Access requires all three of these to be true. An admin can pull any one immediately to revoke access without touching the others:

SwitchScopeRevoke when
dataset.api feature flagGlobalYou want to lock everyone out of the API at once (incident response, maintenance)
API key (Invalid=true)Per-userA specific user’s key is compromised — they lose access to every dataset
DatasetAccessGrant.RevokedAtPer (user, version)A specific user shouldn’t have access to a specific dataset anymore

The handshake checks all three on every call. SAS URLs already issued can complete in flight (worst case: the per-grant SAS lifetime, default 4 hours).
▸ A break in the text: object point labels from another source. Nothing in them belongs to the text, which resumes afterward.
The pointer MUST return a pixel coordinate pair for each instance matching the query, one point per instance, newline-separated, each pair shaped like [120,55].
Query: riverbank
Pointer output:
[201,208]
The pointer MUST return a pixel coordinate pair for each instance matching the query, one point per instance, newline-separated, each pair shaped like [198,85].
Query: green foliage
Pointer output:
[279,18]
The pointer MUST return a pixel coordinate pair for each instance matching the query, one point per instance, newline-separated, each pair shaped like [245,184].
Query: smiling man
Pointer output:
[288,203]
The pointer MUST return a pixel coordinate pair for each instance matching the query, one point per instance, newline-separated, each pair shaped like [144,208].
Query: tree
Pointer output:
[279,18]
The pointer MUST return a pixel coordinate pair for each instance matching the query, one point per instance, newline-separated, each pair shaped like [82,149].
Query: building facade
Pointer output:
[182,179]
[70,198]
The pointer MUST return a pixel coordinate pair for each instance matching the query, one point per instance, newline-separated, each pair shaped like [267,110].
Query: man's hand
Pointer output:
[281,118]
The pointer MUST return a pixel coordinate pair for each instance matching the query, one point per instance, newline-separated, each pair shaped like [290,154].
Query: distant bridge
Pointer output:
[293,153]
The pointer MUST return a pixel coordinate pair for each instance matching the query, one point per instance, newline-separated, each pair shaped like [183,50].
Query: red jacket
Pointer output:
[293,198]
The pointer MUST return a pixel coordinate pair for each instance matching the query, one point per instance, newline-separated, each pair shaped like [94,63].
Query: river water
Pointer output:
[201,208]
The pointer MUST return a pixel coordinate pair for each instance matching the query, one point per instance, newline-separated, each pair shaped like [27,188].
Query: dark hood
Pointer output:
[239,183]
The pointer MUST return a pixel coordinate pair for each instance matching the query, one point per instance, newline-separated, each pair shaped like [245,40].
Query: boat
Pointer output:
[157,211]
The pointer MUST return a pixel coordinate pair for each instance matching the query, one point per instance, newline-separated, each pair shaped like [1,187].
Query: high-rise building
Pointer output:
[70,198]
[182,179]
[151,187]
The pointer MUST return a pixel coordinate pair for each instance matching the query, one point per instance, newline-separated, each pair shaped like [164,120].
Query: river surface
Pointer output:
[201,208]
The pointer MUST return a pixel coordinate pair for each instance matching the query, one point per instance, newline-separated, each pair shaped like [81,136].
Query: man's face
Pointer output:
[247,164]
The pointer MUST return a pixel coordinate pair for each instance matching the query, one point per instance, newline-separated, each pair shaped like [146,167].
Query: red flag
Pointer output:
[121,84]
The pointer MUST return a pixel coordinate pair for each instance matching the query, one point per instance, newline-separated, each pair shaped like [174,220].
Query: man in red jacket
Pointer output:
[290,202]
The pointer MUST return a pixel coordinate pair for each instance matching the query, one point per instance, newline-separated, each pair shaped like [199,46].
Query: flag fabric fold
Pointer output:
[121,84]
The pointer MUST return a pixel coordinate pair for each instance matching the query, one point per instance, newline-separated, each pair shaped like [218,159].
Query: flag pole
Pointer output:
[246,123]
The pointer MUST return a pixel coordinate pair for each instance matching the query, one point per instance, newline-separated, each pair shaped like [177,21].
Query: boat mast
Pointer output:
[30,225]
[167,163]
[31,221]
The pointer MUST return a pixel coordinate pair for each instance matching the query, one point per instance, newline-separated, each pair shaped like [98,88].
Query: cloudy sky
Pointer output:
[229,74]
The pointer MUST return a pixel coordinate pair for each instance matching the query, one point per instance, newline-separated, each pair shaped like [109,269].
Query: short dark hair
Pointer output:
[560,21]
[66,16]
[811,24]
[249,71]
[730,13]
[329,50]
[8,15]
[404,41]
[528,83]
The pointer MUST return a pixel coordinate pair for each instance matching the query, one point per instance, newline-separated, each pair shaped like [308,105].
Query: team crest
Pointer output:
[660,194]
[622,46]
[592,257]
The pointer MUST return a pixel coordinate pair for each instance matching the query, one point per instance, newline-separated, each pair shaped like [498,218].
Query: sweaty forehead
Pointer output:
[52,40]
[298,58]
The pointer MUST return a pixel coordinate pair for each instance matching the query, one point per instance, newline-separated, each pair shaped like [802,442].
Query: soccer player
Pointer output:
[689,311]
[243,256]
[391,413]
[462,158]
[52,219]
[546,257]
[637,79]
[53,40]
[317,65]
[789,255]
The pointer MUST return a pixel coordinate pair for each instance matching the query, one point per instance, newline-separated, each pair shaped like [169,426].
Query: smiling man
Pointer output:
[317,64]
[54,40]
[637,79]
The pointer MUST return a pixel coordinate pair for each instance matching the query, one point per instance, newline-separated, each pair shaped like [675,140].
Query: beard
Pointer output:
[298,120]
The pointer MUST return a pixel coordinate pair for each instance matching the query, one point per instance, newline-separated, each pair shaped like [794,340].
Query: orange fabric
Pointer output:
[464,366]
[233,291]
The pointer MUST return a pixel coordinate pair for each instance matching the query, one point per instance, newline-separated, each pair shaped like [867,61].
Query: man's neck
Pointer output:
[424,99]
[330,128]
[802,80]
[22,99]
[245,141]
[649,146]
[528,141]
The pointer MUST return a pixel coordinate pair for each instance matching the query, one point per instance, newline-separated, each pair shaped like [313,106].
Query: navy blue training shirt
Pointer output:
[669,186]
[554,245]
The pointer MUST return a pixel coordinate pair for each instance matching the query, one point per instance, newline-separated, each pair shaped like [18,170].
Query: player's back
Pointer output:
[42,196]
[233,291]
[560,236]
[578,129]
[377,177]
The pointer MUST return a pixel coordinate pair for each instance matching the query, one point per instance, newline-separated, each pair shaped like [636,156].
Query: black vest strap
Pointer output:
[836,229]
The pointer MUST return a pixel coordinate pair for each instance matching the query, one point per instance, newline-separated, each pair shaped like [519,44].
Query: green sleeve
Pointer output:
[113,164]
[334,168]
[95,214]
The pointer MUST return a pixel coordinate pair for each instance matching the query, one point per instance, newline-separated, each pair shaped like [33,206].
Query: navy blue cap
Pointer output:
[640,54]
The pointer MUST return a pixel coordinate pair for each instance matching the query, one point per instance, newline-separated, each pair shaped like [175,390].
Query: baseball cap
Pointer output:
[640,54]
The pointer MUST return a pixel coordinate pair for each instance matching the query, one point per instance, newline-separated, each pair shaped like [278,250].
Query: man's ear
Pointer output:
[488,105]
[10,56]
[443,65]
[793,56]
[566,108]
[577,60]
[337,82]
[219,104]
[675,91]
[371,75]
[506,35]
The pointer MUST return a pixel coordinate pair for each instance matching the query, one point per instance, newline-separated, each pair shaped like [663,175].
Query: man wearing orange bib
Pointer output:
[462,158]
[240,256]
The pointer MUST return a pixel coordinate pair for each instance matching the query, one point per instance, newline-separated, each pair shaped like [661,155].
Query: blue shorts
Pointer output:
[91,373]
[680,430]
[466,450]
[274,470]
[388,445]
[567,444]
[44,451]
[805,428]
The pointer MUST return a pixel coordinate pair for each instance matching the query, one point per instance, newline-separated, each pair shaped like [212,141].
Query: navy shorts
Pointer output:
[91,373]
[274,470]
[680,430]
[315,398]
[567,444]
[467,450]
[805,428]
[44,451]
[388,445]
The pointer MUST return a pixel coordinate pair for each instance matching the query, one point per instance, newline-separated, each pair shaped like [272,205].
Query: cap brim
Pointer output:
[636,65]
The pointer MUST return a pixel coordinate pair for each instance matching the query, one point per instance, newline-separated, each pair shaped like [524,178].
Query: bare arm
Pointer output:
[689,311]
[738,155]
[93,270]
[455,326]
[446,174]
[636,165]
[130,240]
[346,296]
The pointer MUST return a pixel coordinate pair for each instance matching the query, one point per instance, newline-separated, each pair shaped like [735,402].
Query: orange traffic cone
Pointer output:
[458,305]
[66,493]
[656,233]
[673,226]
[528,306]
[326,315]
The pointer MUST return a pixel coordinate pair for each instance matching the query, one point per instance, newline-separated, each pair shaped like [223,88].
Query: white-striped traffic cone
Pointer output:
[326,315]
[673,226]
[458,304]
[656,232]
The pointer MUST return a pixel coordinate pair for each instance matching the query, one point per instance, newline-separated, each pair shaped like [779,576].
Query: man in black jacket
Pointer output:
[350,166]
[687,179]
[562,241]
Why not instant SAS revocation? Azure can only revoke individual user-delegation SAS URLs by rotating the underlying user delegation key, which would invalidate every SAS we’ve issued — including for unrelated features. Per-grant short SAS lifetimes (4h default, 1–24h configurable) are the right tradeoff: you accept a small window for in-flight downloads in exchange for blast radius isolation. Don’t store the SAS URL — re-handshake each time.

Platform admins go to Platform Administration → Datasets, click the dataset, and use Grant access:

  1. Search for the user by email or name.
  2. Optionally override the expiry (default 30 days from now) or the SAS lifetime (default 4 hours).
  3. Click Grant access.

What happens server-side:

  • If the user has no API key with the dataset:download scope, one is minted with that scope and a 1-year expiry.
  • A user-level dataset.api feature grant is added (so they pass the global gate).
  • A DatasetAccessGrant row is created (or refreshed if a revoked one existed).

The user can immediately see their key in /settings → API Keys, copy it, and start calling the API.

The dataset detail page shows every grant ever issued for the dataset, with:

  • Who granted it, when, and to whom.
  • Effective status (Active / Inactive / Revoked). “Inactive” means a higher gate is blocking — usually the user invalidated their own key, or the feature flag is off.
  • Per-grant download count + last download timestamp + last download IP.
  • A revoke action.

The download count is a handshake count, not a byte-count of completed downloads — it tells you how many times the user pulled a fresh SAS, which is the meaningful audit signal.

A Python reference implementation is published at /code-samples/datasets-api-downloader.py. It handles the full flow: handshake, streaming download, manifest fingerprint verification.

Terminal window
python datasets-api-downloader.py \
--base-url https://app.finwave.io \
--api-key fwds_... \
--dataset-version-id 8b91... \
--format Coco \
--output ./dataset.zip

Requires only requests (otherwise standard library).

GET /api/datasets-api/{versionId} — handshake

Section titled “GET /api/datasets-api/{versionId} — handshake”

Headers:

  • X-API-KEY: <your key> (required)
  • Accept: application/json

Query parameters:

  • formatCoco or Yolo (default Coco)

Success (200 OK):

{
"datasetVersionId": "8b91...",
"parentDatasetId": "cf2a...",
"name": "Orca Detector v3",
"versionNumber": 3,
"fingerprint": "ad5e3b...",
"format": "Coco",
"downloadUrl": "https://...blob.core.windows.net/...?<SAS>",
"sasExpiresAt": "2026-05-05T17:00:00Z",
"grantExpiresAt": "2026-06-04T13:00:00Z"
}

Error responses:

StatusMeaning
401Missing or invalid X-API-KEY
403Key valid but missing dataset:download scope, or no grant on this dataset
404Dataset version doesn’t exist, or the requested format hasn’t been exported yet
410Grant has expired
503The dataset.api feature flag is globally disabled

GET /api/datasets-api/{versionId}/manifest — manifest only

Section titled “GET /api/datasets-api/{versionId}/manifest — manifest only”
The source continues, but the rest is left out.